Iran-Proteste sind bei Reuchlinpreis-Verleihung allgegenwärtig

Die Islamwissenschaftlerin Katajun Amirpur hat in Pforzheim den 31. Reuchlinpreis verliehen bekommen. Eigentlich wollte die Preisträgerin über pluralistische Religionstheorie sprechen. Doch ein hochaktuelles Thema dominierte am Ende ihre Dankesrede.

Pforzheims OB Peter Boch verleiht der Islamwissenschaftlerin Katajun Amirpur den Reuchlinpreis
Pforzheims Oberbürgermeister Peter Boch verleiht der Islamwissenschaftlerin Katajun Amirpur den Reuchlinpreis 2022. Foto: Harry Rubner

Ist es eine Revolution? Eine feministische und post-islamistische? Mit diesen Fragen steigt die Islamwissenschaftlerin und Journalistin Katajun Amirpur in ihre Dankesrede ein. Das Thema, das die diesjährige Reuchlinpreis-Verleihung der Stadt Pforzheim in gewisser Weise beherrscht: die Proteste im Iran.

Wie aktuell das Thema ist, zeigt am Samstag auch ein Blick in die Lobby des Pforzheimer Stadttheaters.

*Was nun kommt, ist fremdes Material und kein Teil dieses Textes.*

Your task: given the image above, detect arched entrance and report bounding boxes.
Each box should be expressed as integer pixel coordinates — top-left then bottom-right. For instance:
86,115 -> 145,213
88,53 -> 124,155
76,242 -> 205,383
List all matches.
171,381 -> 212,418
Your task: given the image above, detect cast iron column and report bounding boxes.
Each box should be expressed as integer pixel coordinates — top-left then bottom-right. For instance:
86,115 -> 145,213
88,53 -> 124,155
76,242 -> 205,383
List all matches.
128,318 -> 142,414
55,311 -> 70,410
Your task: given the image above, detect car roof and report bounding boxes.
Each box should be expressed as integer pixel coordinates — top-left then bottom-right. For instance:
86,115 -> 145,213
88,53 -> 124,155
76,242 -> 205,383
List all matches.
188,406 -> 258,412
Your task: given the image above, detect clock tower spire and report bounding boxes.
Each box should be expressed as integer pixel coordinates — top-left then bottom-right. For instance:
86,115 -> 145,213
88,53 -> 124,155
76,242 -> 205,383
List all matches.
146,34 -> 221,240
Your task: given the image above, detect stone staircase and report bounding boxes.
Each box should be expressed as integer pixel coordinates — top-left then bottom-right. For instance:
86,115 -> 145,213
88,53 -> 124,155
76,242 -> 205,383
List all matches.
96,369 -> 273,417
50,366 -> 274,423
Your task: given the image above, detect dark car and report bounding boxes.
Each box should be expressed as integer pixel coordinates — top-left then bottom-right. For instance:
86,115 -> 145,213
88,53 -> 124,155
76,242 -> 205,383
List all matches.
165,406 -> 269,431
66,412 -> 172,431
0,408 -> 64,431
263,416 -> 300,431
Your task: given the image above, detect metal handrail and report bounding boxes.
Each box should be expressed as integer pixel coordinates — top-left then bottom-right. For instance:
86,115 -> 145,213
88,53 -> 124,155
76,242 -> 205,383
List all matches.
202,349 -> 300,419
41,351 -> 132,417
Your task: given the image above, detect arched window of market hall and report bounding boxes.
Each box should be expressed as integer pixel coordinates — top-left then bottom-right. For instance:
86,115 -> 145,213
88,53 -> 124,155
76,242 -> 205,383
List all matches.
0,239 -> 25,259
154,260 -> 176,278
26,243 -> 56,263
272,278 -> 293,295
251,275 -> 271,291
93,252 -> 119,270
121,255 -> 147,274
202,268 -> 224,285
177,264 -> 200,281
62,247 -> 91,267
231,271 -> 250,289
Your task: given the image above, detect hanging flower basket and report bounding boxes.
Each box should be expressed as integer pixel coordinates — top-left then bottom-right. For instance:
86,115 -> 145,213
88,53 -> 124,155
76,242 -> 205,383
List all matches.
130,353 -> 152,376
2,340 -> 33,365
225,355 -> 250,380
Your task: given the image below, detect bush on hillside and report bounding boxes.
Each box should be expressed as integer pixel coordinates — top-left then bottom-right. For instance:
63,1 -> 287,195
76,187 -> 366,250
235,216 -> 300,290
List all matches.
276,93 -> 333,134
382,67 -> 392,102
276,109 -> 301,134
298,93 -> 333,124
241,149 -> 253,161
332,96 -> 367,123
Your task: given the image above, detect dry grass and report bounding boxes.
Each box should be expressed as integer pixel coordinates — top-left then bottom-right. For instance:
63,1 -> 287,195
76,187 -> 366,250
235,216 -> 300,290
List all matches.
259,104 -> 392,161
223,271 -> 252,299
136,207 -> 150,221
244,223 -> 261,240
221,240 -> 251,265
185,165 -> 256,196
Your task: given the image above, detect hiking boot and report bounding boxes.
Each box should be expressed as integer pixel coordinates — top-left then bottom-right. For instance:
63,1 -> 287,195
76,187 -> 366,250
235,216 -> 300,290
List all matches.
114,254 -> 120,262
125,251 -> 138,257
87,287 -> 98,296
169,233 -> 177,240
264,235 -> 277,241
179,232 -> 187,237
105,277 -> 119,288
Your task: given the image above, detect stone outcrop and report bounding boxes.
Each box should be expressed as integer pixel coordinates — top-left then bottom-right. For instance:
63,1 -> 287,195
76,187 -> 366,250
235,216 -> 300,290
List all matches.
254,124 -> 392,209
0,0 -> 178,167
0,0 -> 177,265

Dort stehen Sabine Zeitler und Petra Löffler von der Pforzheimer Gruppe von „Terre des Femmes“.

Sie wollen mit ihren T-Shirts ein Zeichen der Unterstützung für die Frauen im Iran setzen. Unterstützung, die Amirpur später in ihrer Rede noch gewissermaßen einfordern wird.

Entscheidung für Reuchlinpreis für Katajun Amirpur fiel vor den Protesten im Iran

Dabei wollte die deutsch-iranische Preisträgerin doch eigentlich vor allem über pluralistische Religionstheorie sprechen. Aber die Ereignisse haben sich seit der Entscheidung, sie mit diesem Preis auszuzeichnen, praktisch überschlagen.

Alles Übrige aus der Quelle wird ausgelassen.